マネージングパートナーのDrew Leahy(ドリュー・リーヒ)氏は、同社が注力しているマーケティング・テクノロジーが、今のところ、他のベンチャーキャピタルの間ではあまり需要がないことを認めている。

「人々はmartech(マーテック)から逃げていますが、【略】それが我々の自信の輪になっています」と、リーヒ氏は筆者に語った。「世界の大企業を見てみると、今ではWalmart(ウォルマート)でさえ、結局のところすべてマーテック企業なのです」。

この表現には異議を唱える人もいるかもしれないが、インターネット上の最も大きなプラットフォームにおいては、マーケティングと広告が中心的な役割を果たしていることは否定でない。それをHawkeは戦略に結びつけた。リーヒ氏によると、同社は各投資先に10万ドルから25万ドル(約1080万円〜2700万円)の小切手を発行しており、追加投資を行う可能性もあるという。

SnapSuits.com(スナップスーツ)の共同設立者でCMOを務めていたリーヒ氏によれば、このファンドはHawke Mediaのために行っていた戦略的なエンジェル投資がルーツであり、最終的に同社のErik Huberman(エリック・ヒューバーマン)CEOとTony Delmercado(トニー・デルメルカード)COO
と連携して、より大きな賭けをするために資金を集めることになったという。

さらに同社では、小切手を切るだけに留まらず、ファンドに出資した51人のリミテッドパートナーのネットワークへのアクセスも提供できると、リーヒ氏は付け加えた。それらのLPには、Deathwish Coffee(デスウィッシュ・コーヒー)の創業者であるMichael Brown(マイケル・ブラウン)氏、MVMT Watches(ムーブメント・ウオッチズ)の創業者であるJack Kassan(ジェイク・カッサン)氏、VaynerMedia(ヴェイナーメディア)の元幹部であるJeff Nicholson(ジェフ・ニコルソン)氏、女優のHolly Robinson Peete(ホリー・ロビンソン・ピート)と元NFL選手のRodney Peete(ロドニー・ピート)夫妻、リアリティ番組「The Real Housewives of New York City(ザ・リアル・ハウスワイブス・オブ・ニューヨークシティ)」のJill Zarin(ジル・ザリン)氏、Video Genome Product(ビデオ・ゲノム・プロダクト)の創業者であるXavier Kochhar(ザビエル・コッチャー)氏、MarketShare(マーケットシェア)の創業者であるJon Vein(ジョン・ベイン)氏などが含まれている。

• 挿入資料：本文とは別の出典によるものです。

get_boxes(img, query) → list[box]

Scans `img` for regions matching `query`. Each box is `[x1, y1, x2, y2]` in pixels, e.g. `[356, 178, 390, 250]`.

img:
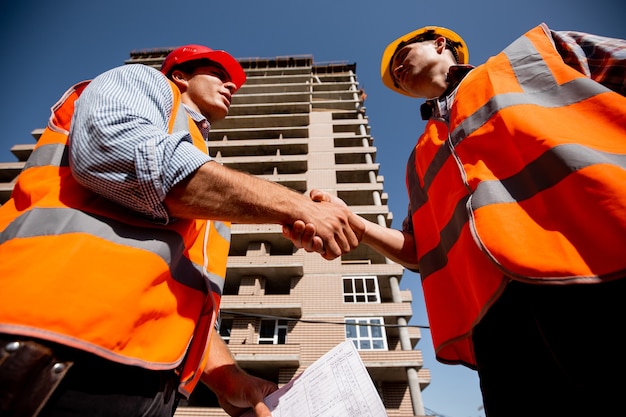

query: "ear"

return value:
[171, 69, 189, 92]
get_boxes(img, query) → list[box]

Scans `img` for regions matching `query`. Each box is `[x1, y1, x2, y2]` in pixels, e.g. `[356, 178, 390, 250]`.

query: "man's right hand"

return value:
[283, 190, 365, 260]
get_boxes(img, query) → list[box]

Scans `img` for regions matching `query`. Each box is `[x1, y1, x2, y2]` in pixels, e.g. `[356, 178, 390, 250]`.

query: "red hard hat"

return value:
[161, 45, 246, 89]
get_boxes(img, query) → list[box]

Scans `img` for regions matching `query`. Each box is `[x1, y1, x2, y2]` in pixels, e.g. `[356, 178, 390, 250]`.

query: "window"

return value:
[259, 320, 287, 345]
[346, 317, 387, 350]
[343, 277, 380, 303]
[219, 318, 233, 344]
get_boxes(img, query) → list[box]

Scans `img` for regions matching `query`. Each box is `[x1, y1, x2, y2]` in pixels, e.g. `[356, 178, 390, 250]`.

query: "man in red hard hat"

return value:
[0, 45, 361, 417]
[285, 24, 626, 417]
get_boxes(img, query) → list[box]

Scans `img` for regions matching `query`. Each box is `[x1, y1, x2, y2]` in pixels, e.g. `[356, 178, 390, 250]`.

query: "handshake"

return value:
[283, 190, 366, 260]
[283, 190, 419, 270]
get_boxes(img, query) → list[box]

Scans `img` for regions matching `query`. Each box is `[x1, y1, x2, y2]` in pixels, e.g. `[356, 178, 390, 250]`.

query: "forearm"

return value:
[361, 219, 418, 270]
[201, 331, 278, 417]
[165, 162, 364, 259]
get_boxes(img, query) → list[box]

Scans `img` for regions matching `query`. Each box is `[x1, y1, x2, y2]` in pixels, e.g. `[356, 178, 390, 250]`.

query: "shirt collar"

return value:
[420, 65, 474, 121]
[183, 103, 211, 140]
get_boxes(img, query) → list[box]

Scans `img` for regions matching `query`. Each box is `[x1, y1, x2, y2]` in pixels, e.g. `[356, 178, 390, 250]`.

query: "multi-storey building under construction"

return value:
[0, 48, 430, 417]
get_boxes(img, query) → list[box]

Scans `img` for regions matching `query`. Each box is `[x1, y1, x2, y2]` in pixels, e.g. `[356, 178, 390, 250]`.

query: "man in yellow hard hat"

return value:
[285, 24, 626, 417]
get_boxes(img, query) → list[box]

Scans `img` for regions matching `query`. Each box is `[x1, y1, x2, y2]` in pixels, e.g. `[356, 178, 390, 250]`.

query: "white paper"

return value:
[242, 341, 387, 417]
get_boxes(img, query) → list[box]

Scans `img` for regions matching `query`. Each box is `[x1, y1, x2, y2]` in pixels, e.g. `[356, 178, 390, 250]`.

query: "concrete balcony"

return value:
[228, 344, 300, 370]
[220, 295, 302, 318]
[359, 350, 424, 382]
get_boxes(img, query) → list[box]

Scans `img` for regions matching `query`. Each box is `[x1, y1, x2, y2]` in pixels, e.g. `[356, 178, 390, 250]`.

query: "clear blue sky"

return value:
[0, 0, 626, 417]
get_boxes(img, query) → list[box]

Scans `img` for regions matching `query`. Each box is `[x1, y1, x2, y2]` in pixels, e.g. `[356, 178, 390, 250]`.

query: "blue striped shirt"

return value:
[69, 64, 211, 224]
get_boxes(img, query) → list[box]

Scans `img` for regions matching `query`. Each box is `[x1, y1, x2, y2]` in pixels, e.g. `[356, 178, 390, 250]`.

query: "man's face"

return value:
[183, 65, 236, 123]
[391, 38, 453, 99]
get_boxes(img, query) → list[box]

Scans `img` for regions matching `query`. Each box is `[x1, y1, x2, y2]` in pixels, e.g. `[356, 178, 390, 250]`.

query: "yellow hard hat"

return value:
[380, 26, 469, 96]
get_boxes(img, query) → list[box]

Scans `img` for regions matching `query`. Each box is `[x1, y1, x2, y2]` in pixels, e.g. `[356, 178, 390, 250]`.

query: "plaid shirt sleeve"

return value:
[69, 64, 210, 224]
[551, 31, 626, 96]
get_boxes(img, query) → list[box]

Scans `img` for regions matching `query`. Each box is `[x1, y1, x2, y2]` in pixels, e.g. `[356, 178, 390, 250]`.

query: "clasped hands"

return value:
[283, 190, 365, 260]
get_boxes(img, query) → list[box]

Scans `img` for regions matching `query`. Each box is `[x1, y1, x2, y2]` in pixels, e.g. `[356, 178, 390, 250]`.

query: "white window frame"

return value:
[345, 317, 387, 350]
[218, 317, 234, 344]
[341, 275, 380, 304]
[257, 319, 289, 345]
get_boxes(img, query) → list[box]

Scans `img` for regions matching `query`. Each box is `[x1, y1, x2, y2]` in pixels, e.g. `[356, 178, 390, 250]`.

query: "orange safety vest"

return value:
[0, 75, 230, 396]
[407, 25, 626, 367]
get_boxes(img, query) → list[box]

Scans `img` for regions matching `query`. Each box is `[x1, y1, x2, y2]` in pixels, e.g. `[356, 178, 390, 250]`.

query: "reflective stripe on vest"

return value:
[0, 73, 230, 394]
[407, 26, 626, 365]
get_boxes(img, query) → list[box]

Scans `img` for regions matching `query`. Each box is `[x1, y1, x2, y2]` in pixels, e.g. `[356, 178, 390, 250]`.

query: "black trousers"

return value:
[473, 279, 626, 417]
[0, 335, 178, 417]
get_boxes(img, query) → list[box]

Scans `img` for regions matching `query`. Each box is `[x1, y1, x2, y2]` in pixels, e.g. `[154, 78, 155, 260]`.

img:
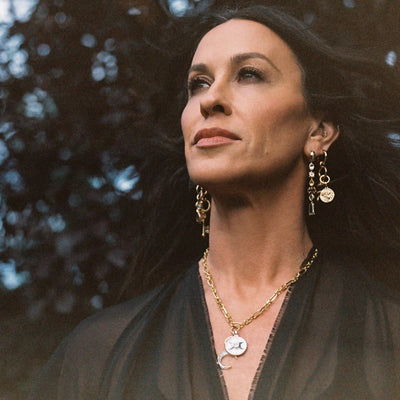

多くの投資会社が、次世代のFacebook(フェイスブック)やGoogle(グーグル)になる企業に資金を提供したいと言っているが、リーヒ氏は少し異なるところに焦点を置いているという。「私たちは異なるベンチャー企業を作ろうとしています。つまり、次の大きなアイデアは何かと考えるのではなく、自分たちで使える実際的な技術を構築することに力を入れる企業です」。

それは、この投資会社が主に中小企業で使用できる製品に焦点を当てているということでもある。

「私たちは大企業向けのマーテックファンドではなく、中小企業向けのマーテックファンドです」と、リーヒ氏はいう。「私たちは、数十万人のユーザーが関わることのできる技術を探しているのです」。

同社の初期の投資先には、SMSマーケティング会社のPostscript(ポストスクリプト)や、分析会社のYaguara(ヤグアラ)などがある。後者はChord(コード)に買収された

「Hawke Venturesは、Postscriptの初期の投資家の1つとして、設立当初から我々と一緒に仕事をしてきました」と、Postscriptの社長であるAlex Beller(アレックス・ベラー)氏は、声明の中で述べている。「Hawkeの組織全体が、初日から付加価値をもたらしてくれました。当社が会話型コマースの決定的なプラットフォームを構築するにあたり、Hawkeとのパートナーシップを継続できることを誇りに思います」。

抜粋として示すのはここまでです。